Maybe that last part is a lost cause, but it really does feel like a possibility for a while. After all, the characters play like in-jokes that the movie isn’t even aware of. Here, they’re a group of tourists coming to visit the title locale where they make the acquaintance of one Mr. Roarke (Michael Peña), who can discern what everyone’s ultimate fantasy is. He knows because—wait for it—each participant fills out a one-page questionnaire before arriving, and then it allows them each to live them out.
That isn’t to say that the script from Wadlow, Christopher Roach, & Jillian Jacobs actually allows the viewer to know who these people are. The movie begins as they arrive, and it’s off to the races getting to hear Melanie (Lucy Hale) talk about how much she still hates her eighth-grade bully, Sloane (Portia Doubleday). Elsewhere, Gwen (Maggie Q) laments having let the love of her life (Robbie Jones) go, while the chiseled-from-stone Patrick (Austin Stowell) reveals his unfulfilled dream of being in the military.

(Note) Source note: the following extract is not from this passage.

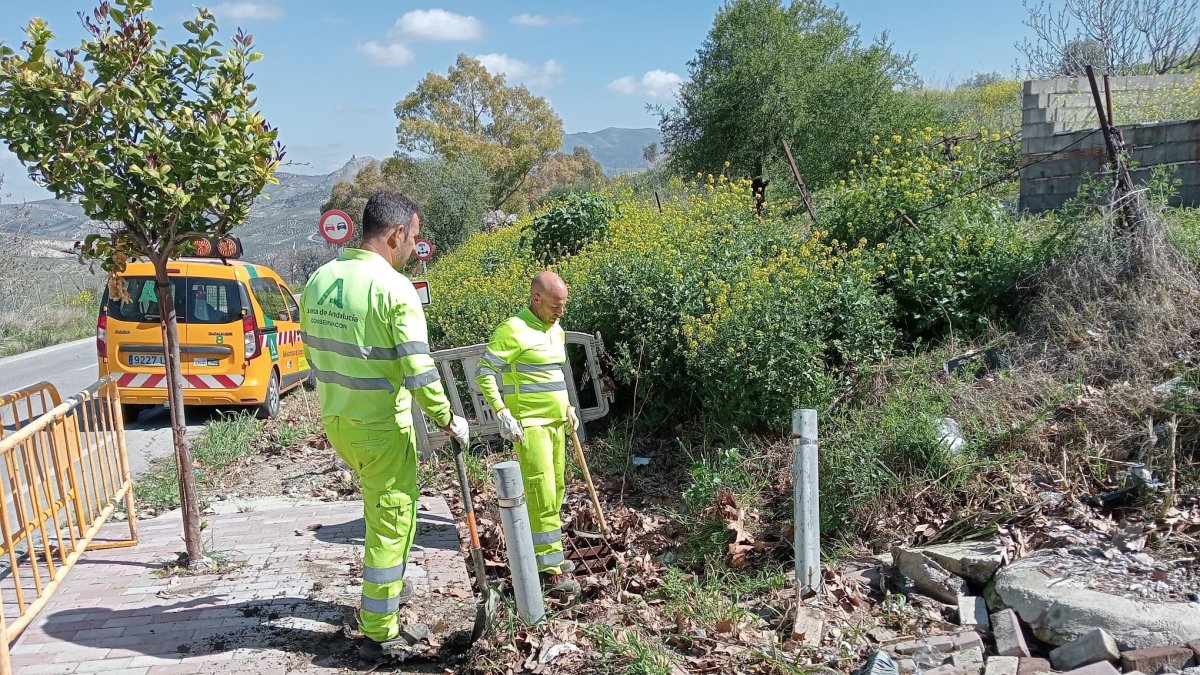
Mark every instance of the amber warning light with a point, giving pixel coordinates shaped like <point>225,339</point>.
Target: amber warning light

There’s the comic relief as well in the form of stepbrothers JD and Brax (Ryan Hansen and Jimmy O. Yang) too, but the real point here is to see how people react to their fantasies. Well, it should be. The writers here have no grasp of the differences between archetype and stereotype. The actors, whether by their own volition or poor direction, overact almost every scene. There’s a cartoonishness to Fantasy Island that overrides anything resembling pathos, and while that could work if the movie stuck to a single lane, it’s never able to do so.
Take Gwen for example. Her loneliness defines her while her defeatist attitude—at least on paper—further removes her from everyone near her. That’s a basic observation that Wadlow sincerely approaches. Then come characters like JD and Brax whose existences feel like sheer filler. The movie separates them too, preventing any conflation or juxtaposition of their behavior from bubbling up, and by the time characters do cross paths, Fantasy Island goes from lame to incompetent.
It’d be one thing if a movie like Fantasy Island telegraphed its eventual derailment, but this is the kind that goes past lazy and into shameless.
Granted, not much of what makes up the first half is well done: Wadlow remains unable to stage a scene that consists of more than a simple tracking shot or a shot/reverse shot composition. Toby Oliver, all the while, shoots the landscapes and actors with such a shallow depth of field that the setting might as well be rear-projected. The pacing is off-kilter, and the midsection is far more boring than it ever should have been. It’s only once Wadlow, Roach, & Jacobs go all out that they reach something so unfathomably stupid that it’s hard not to laugh at.
It’d be one thing if a movie like Fantasy Island telegraphed its eventual derailment, but this is the kind that goes past lazy and into shameless. It’s also when it scrounges up any real entertainment value, but by that point, it’s all for the wrong reasons. Maybe this little getaway will find an ironic cult following in the next few years or so. If it doesn’t, it’s no big loss. There’ll be another bloodless, PG-13 cash grab like it soon.
Blumhouse’s Fantasy Island is now washing up in theaters nationwide.